Well, that's a different way to think about romantic love. And it's cogently reasoned, too. Philosopher Jenkins can't believe humans base major life decisions and center their world around a term so purposely elusive and mysterious. Then she proceeds to sensibly define it with exacting research and fresh sources. We can't help but see our own relationships, their flaws and their triumphs, in the scenarios she provides.
She's pinned love down thoughtfully and succinctly without erasing its undeniable magic. Jenkins, who describes herself as "polyamorous," walks us step-by-step through neuro-chemical evidence that love is biological, followed by an explanation of how current social constructs have also shaped what love can be.

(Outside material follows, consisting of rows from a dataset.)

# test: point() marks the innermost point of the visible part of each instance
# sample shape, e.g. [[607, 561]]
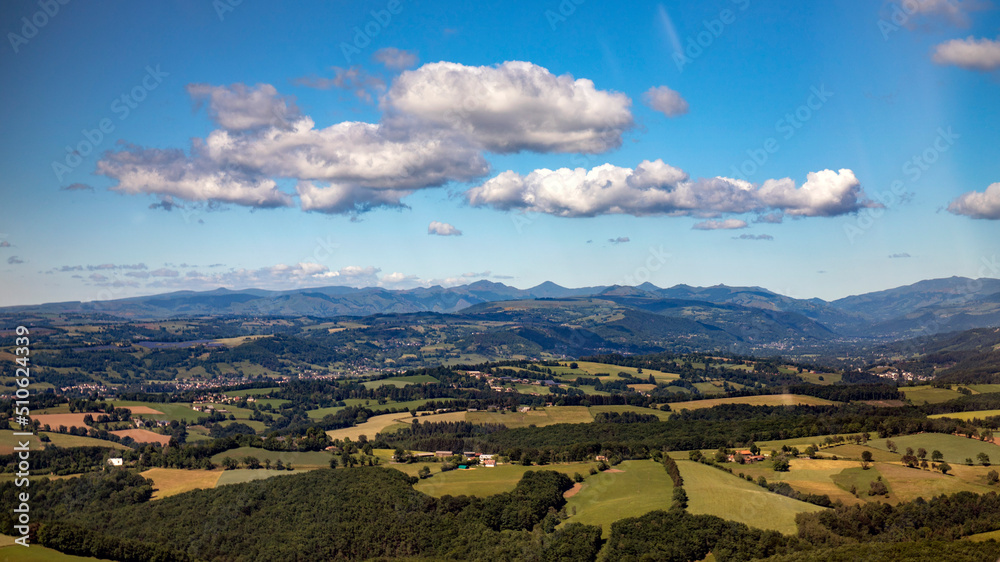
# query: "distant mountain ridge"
[[923, 308]]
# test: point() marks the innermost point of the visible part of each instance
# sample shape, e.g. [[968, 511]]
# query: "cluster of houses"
[[498, 384], [483, 459], [141, 423], [222, 399], [902, 376], [748, 457]]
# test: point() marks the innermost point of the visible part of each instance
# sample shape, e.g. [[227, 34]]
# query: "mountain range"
[[923, 308]]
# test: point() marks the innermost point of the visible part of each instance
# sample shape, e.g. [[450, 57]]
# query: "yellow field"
[[714, 492], [172, 481], [769, 400], [811, 476], [909, 483]]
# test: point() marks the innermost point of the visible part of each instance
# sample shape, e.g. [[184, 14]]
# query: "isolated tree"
[[878, 488], [680, 498], [781, 464]]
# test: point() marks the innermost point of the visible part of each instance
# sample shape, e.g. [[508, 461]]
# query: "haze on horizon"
[[815, 151]]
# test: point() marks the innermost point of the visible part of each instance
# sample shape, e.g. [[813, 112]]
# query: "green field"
[[954, 448], [981, 414], [299, 459], [765, 400], [480, 481], [828, 378], [854, 452], [927, 393], [374, 425], [590, 369], [540, 417], [606, 497], [714, 492], [8, 441], [252, 391], [374, 406], [984, 388], [861, 480], [171, 410], [400, 381], [594, 410], [709, 387]]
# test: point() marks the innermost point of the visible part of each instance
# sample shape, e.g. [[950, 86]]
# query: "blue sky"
[[581, 142]]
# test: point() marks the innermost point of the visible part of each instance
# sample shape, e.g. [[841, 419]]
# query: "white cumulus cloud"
[[666, 101], [727, 224], [969, 53], [395, 59], [511, 107], [985, 205], [656, 188], [240, 107], [443, 229]]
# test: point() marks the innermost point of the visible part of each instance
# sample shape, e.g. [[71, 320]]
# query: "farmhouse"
[[748, 457]]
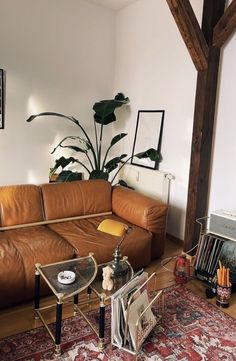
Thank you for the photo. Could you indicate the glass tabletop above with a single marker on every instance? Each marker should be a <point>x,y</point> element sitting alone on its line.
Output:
<point>119,281</point>
<point>85,269</point>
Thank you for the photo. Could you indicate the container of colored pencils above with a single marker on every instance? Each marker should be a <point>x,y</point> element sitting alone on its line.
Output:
<point>223,288</point>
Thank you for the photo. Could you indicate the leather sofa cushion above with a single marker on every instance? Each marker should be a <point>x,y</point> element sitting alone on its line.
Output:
<point>145,212</point>
<point>20,204</point>
<point>84,237</point>
<point>12,280</point>
<point>37,244</point>
<point>76,198</point>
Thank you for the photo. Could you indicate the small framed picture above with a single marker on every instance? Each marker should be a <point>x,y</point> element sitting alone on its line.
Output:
<point>2,98</point>
<point>148,134</point>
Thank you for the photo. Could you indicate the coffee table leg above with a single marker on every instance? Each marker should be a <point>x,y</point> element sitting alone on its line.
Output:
<point>36,292</point>
<point>101,344</point>
<point>89,291</point>
<point>58,329</point>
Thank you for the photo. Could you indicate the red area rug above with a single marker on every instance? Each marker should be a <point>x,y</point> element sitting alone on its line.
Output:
<point>192,330</point>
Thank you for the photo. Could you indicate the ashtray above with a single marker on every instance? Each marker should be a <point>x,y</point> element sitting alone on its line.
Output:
<point>66,277</point>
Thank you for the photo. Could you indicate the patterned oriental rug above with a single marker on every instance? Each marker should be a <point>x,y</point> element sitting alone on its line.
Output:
<point>192,330</point>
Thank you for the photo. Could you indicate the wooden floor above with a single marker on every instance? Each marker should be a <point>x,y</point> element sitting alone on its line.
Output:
<point>21,318</point>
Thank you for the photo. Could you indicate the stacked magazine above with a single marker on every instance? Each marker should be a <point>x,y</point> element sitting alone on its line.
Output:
<point>132,317</point>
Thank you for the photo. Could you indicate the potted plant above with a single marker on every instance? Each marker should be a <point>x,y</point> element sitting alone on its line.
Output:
<point>98,165</point>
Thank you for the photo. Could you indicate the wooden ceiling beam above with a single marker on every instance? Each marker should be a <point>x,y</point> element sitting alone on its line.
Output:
<point>225,26</point>
<point>191,32</point>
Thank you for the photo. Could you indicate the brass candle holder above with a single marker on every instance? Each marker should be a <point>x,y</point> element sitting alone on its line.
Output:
<point>118,265</point>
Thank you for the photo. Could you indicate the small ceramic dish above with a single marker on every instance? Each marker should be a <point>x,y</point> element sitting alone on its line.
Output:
<point>66,277</point>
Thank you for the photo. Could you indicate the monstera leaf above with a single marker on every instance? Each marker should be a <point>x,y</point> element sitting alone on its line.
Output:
<point>104,110</point>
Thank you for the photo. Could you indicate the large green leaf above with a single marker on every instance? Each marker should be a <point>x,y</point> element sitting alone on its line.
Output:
<point>104,110</point>
<point>150,153</point>
<point>98,174</point>
<point>117,138</point>
<point>114,162</point>
<point>32,117</point>
<point>68,176</point>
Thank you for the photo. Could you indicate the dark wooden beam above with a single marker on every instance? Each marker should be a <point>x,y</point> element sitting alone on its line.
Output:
<point>190,30</point>
<point>225,26</point>
<point>203,126</point>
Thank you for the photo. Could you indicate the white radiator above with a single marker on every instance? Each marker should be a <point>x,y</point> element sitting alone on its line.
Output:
<point>151,182</point>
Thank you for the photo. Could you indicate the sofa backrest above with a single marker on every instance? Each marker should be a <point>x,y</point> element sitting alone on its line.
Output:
<point>20,204</point>
<point>77,198</point>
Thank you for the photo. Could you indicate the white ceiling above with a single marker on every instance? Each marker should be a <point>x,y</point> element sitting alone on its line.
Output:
<point>112,4</point>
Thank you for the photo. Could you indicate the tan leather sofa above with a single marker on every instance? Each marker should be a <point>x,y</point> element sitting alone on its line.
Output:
<point>58,221</point>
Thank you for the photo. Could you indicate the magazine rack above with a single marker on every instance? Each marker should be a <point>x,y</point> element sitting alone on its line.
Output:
<point>144,310</point>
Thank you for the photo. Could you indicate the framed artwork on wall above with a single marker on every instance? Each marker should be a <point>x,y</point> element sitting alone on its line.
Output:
<point>148,134</point>
<point>2,98</point>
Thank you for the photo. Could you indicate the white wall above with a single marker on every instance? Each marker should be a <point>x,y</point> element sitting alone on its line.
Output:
<point>59,56</point>
<point>155,70</point>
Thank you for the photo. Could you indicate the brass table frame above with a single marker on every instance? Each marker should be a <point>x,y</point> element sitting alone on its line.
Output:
<point>61,297</point>
<point>104,297</point>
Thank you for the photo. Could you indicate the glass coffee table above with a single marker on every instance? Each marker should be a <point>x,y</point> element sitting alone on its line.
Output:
<point>104,296</point>
<point>84,269</point>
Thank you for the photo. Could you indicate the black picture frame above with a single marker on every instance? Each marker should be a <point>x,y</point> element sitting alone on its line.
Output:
<point>148,134</point>
<point>2,99</point>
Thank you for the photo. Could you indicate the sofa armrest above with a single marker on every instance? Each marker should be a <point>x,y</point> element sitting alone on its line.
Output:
<point>143,211</point>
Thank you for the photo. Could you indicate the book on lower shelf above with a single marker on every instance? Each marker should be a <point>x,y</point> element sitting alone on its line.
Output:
<point>211,250</point>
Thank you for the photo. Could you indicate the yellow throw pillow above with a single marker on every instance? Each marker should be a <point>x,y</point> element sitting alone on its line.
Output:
<point>112,227</point>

Romantic love is so much more expansive and inclusive in Jenkins' world, and she makes it inviting for us to more clearly define our own--to welcome and practice her philosophy of romantic love with an open heart. — From Jennifer's Picks
A rising star in philosophy examines the cultural, social, and scientific interpretations of love to answer one of our most enduring questions
What is love? Aside from being the title of many a popular love song, this is one of life's perennial questions. In What Love Is, philosopher Carrie Jenkins offers a bold new theory on the nature of romantic love that reconciles its humanistic and scientific components. Love can be a social construct (the idea of a perfect fairy tale romance) and a physical manifestation (those anxiety- inducing heart palpitations); we must recognize its complexities and decide for ourselves how to love. Motivated by her own polyamorous relationships, she examines the ways in which our parameters of love have recently changed-to be more accepting of homosexual, interracial, and non-monogamous relationships-and how they will continue to evolve in the future. Full of anecdotal, cultural, and scientific reflections on love, What Love Is is essential reading for anyone seeking to understand what it means to say "I love you." Whether young or old, gay or straight, male or female, polyamorous or monogamous, this book will help each of us decide for ourselves how we choose to love.
About the Author
Carrie S. I. Jenkins is Professor of Philosophy at the University of British Columbia, Vancouver, and a nationally elected Canada Research Chair. Jenkins received her BA, MPhil and PhD degrees from Trinity College, Cambridge, where she read philosophy in the analytic tradition shaped by Bertrand Russell, Ludwig Wittgenstein, and G.E. Moore. She previously held academic posts at the University of St Andrews, the Australian National University, and the University of Michigan. She tweets @carriejenkins.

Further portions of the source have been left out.